UNITED STATES COURT OF APPEALS
For the Fifth Circuit
No. 97-20372
Summary Calendar
EARNEST KING,
Petitioner-Appellant,
VERSUS
GARY L. JOHNSON, DIRECTOR,
TEXAS DEPARTMENT OF CRIMINAL JUSTICE,
INSTITUTIONAL DIVISION,
Respondent-Appellee.
Appeal from the United States District Court
For the Southern District of Texas
H-95-CV-1616
November 26, 1997
Before WISDOM, DUHÉ, and BARKSDALE, Circuit Judges
PER CURIAM:*
A Texas jury found Earnest King guilty of possession of
cocaine. After exhausting his state remedies, King unsuccessfully
sought relief under 28 U.S.C. § 2254. King appeals. He contends
that the evidence is insufficient to support his conviction.

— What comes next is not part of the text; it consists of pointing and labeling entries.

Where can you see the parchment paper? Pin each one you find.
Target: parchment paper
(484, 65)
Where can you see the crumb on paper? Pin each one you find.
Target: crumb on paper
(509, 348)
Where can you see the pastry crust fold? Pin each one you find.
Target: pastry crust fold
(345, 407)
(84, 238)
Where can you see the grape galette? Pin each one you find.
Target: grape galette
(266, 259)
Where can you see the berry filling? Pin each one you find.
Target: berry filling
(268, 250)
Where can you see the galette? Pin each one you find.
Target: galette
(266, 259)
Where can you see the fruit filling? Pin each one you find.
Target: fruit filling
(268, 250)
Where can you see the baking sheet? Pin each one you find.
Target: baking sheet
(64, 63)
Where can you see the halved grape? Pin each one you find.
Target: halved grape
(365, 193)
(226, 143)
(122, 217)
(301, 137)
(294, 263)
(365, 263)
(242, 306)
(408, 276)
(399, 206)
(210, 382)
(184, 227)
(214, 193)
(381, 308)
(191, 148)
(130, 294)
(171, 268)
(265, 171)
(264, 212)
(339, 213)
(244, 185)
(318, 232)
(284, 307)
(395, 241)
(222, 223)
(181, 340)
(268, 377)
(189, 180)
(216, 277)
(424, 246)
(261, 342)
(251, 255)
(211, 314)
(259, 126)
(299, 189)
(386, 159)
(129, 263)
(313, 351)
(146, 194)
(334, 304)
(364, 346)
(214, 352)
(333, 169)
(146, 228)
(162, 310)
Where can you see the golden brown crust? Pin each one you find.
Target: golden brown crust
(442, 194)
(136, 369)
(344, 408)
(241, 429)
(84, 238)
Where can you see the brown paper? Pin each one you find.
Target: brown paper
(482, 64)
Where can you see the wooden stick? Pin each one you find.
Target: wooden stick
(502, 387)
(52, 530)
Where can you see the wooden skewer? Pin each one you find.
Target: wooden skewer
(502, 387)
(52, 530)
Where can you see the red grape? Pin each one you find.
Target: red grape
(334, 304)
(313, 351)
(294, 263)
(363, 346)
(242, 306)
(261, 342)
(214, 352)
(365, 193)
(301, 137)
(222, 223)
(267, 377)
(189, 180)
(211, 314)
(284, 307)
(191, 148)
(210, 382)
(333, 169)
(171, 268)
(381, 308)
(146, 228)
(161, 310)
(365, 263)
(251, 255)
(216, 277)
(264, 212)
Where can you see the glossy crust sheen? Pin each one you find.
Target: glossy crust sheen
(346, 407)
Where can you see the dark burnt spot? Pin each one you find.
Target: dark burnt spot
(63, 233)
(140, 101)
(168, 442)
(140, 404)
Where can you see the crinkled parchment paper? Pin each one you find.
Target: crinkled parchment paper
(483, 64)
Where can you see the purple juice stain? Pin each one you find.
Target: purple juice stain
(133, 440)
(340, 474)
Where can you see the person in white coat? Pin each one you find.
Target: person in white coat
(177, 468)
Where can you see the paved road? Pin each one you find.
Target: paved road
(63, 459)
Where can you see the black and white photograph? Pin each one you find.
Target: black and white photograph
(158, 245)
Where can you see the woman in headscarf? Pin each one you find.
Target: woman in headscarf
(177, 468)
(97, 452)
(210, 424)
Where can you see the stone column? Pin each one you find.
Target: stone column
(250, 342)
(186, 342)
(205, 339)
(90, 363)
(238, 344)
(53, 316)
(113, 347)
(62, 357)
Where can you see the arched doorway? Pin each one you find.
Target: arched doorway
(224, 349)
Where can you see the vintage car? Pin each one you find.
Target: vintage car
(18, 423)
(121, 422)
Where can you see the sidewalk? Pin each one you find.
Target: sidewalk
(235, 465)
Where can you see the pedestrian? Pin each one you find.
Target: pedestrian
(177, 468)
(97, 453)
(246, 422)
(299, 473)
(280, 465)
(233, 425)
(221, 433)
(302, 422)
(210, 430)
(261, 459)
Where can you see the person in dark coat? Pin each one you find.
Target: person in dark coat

Specifically, he argues that the evidence is insufficient to show
that he knowingly possessed cocaine. We have reviewed the record
*
Pursuant to 5TH CIR. R. 47.5, the Court has determined that
this opinion should not be published and is not precedent except
under the limited circumstances set forth in 5TH CIR. R. 47.5.4.
and the briefs of the parties, and find sufficient evidence to
support the conviction.
An officer of the Houston Police Department was dispatched to
an apartment complex in response to a citizen complaint regarding
drug trafficking in the area. Upon his arrival, he encountered
King, who at that time was staggering and incoherent. King’s eyes
were glazed and his speech was slurred. The officer arrested King
for public intoxication. During a post-arrest search of King’s
person, the officer found a crack pipe, still damp, in a pocket of
King’s trousers. The receptacle contained a residue that was
visible to the naked eye. The officer conducted a field test on
the residue found in the pipe, and it tested positive for cocaine.
Four tests subsequently performed by a police chemist showed the
positive presence of cocaine within the residue. In sum, the
amount of cocaine was too small to be measured, but it was apparent
to the naked eye and sufficient for scientific tests to confirm
that the residue was cocaine.
Viewed in the light most favorable to the prosecution, a
rational trier of fact could have found the essential elements of
the crime beyond a reasonable doubt.2
AFFIRMED.
2
See Peters v. Whitley, 942 F.2d 937, 941 (5th Cir. 1991).